İzleme ve Değerlendirme Dairesi Başkanlığının 14.02.2020 tarih ve 252 sayılı yazısına konu BLD logosuyla yayın yapan medya hizmet sağlayıcı kuruluşta 21.11.2019 tarihinde saat 08:27’de yayınlanan “Baskın 2” adlı yabancı film yayınına ilişkin uzman raporu ile video görüntülerinin incelenmesi ve değerlendirilmesiyle yapılan görüşmeler sonucunda;
Bahse konu yayına ilişkin uzman raporunda ayrıntıları belirtildiği üzere; BLD logosuyla yayın yapan medya hizmet sağlayıcı kuruluş tarafından 21.11.2019 tarihinde saat 08:27’de yayınlanan, “Baskın 2” adlı yabancı film yayınında; iki adamın sohbet ettiği aynı zamanda elleri ve ayakları bağlanmış ve sıraya dizilerek önlerine oturtulmuş adamların boğazlarını kestiği sahnenin flulaştırılmadan açık bir şekilde gösterildiği, kapalı mekanda başlayan bıçaklı kavganın dış mekana taştığı, ikili dövüşün vahşi bir şekilde biri diğerini öldürene dek devam ettiği, bir adamın kazmayı bir diğer adamın kafasına vurmasıyla başlayan şiddet görüntülerinin metro vagonunda elinde çekiç ve balta olan bir kadının bir kaç kişiyi öldürdüğü, bir kafeteryada gerçekleşen kavgada baş rol oyuncusunun satırla, kırılmış cam şişeleriyle ve başka zarar verici aletlerle diğerlerini yaralayıp öldürdüğü sonra da bir adamın kafasını kızgın ızgaraya bastırarak yaktığı sahnenin korkunç sesler eşliğinde ekrana yansıtıldığı, iki adamın bıçaklarla birbirine saldırdığı; birbirinin elini, kolunu, bacağını, yüzünü kestiği; kanların her yere saçıldığı sonunda birinin diğerini dehşet verici bir biçimde öldürdüğü görüntülerin tam 5 dakika 50 saniye boyunca ekranda gösterildiği, saat 11.21’de yayınlanan görüntüde ise pompalı tüfekle vurulan bir adamın boynu parçalanarak yere yığılmışken silahlı adamın başına gelerek son bir kez daha ateş ettiği ve tüm kafasının parçalandığı görülmüştür.

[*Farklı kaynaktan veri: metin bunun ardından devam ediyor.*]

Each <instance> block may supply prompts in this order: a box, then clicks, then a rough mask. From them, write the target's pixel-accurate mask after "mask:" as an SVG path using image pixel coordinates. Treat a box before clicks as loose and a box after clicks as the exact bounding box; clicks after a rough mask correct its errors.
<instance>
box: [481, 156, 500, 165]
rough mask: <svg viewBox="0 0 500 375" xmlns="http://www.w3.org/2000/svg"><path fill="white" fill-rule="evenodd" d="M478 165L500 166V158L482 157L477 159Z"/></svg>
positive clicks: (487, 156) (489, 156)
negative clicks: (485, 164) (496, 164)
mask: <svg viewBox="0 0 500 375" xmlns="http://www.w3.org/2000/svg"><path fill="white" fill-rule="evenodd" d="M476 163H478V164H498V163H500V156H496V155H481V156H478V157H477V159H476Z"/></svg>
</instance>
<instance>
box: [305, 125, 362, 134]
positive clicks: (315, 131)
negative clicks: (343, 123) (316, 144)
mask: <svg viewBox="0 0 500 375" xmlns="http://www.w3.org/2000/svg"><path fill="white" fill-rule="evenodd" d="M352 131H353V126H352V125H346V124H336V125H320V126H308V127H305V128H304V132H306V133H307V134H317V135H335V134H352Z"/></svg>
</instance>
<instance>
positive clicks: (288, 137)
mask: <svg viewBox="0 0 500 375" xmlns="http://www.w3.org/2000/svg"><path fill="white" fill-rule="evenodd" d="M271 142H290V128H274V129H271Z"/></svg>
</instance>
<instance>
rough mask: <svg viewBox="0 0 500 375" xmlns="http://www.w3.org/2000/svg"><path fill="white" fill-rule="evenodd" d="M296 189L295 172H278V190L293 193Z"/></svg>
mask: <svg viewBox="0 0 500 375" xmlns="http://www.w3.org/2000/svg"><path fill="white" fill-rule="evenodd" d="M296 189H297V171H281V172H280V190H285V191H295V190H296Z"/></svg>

Televizyonun izleyiciler üzerinde yaptığı etkiler konusunda yapılan araştırmalarda; medyada yayınlanan, özellikle de televizyonda yer alan şiddet olaylarının, toplum genelindeki saldırganlık oranları üzerindeki istatistiksel olarak anlamlı düzeyde bir artışı tetiklediği, medyanın değerlerimiz, tutum ve davranışlarımızı şekillendirmede de etkileyici bir güç olduğu, televizyonun tüm kitle iletişim araçları içerisinde belki de en kolay erişilen ve en yaygın kullanılan olması nedeniyle en etkili öğrenme kanalı olarak dikkat çektiği, yapılan bilimsel araştırmaların televizyon ve medyada izlenen şiddetin gerek kısa, gerekse uzun vadede izleyicilerin duygu, düşünce, değer, tutum ve davranışları üzerinde tetikleyici, hızlandırıcı ve özendirici bir etkisi olduğu yönündeki tespitler; ekranlardan verilen şiddet mesajlarının tüm izleyicileri olumsuz yönde etkilediğini, izlenen şiddet sahnelerinin tutum ve davranışlara yansıyarak toplumda gittikçe yaygınlaşan ve bireylerin sorunlarını şiddet uygulayarak çözmeye yönelik davranış değişiklikleri oluşturduğunu kanıtlar niteliktedir.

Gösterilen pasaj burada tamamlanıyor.